Friday, July 15, 2016

336, 335: I will read Eat, Pray, Love again

On Facebook, I follow Elizabeth Gilbert, the author of a moving portrait of an adventurer called 'Last American Man'. She also wrote 'Eat, Pray, Love' which is the book she is most popular for. I loved that. I also loved her novel, 'Signature of All Things' as well as her TED talks. Overall, I really, really like whatever she writes or says.

In her memoir, 'Eat, Pray, Love', Gilbert falls in love with a man in Indonesia. In 'Committed', she explores their journey as a couple before they get married. In her interviews on 'Signature of All Things', she talks about how nourishing their partnership was. He would cook for her and wait for her to finish a chapter so that she could read it out to him.

Her page on Facebook is such a wonderful repository of beautiful, kind messages of how to live in joy, how to keep being creative, how to stay in the light.

Yesterday, she wrote that she and her partner of 12 years were separating.

I took that pretty hard. I have just returned from a holiday in the mountains and was all fresh and everything. Yet, when I read that message on the wall, my stomach twisted into knots and I felt the same fear and pain that I had felt at the time of my divorce. (Thankfully, the memory is very faint now.) Yet, I wished that I could unsee that message and hope that I had dreamed it up.

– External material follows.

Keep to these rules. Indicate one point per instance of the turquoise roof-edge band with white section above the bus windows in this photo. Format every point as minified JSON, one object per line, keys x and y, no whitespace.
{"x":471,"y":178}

But who knows why any two people get together or why they drift apart? I just know that the journey Gilbert went on in 'Eat, Pray, Love' had resonated so hard and deeply with me, that any news of her life seem to trickle into mine. Maybe that's what Holden Caulfield meant when he says in 'Catcher in the Rye': 'What really knocks me out is a book that, when you're all done reading it, you wish the author that wrote it was a terrific friend of yours and you could call him up on the phone whenever you felt like it. That doesn't happen much, though.” 

I'll read Eat, Pray, Love again as a friend, then.




1 comment:

Anonymous said...

That's a cool quote from Catcher in the Rye - I really really wanted to call Neil Gaiman after listening to him read the Graveyard Book. After listening to him read the Christmas Carol, I thought that even if I did not know him personally, the fact that I could get him to tell me a story as I drove or went to bed - was even a better thing! Like dinner without worrying about the dishes! (That doesn't sound creepy, does it?) After listening to the first short story on Trigger Warning, tho, I just wanted to call up and say, "Come ON, now! You can do better than that!"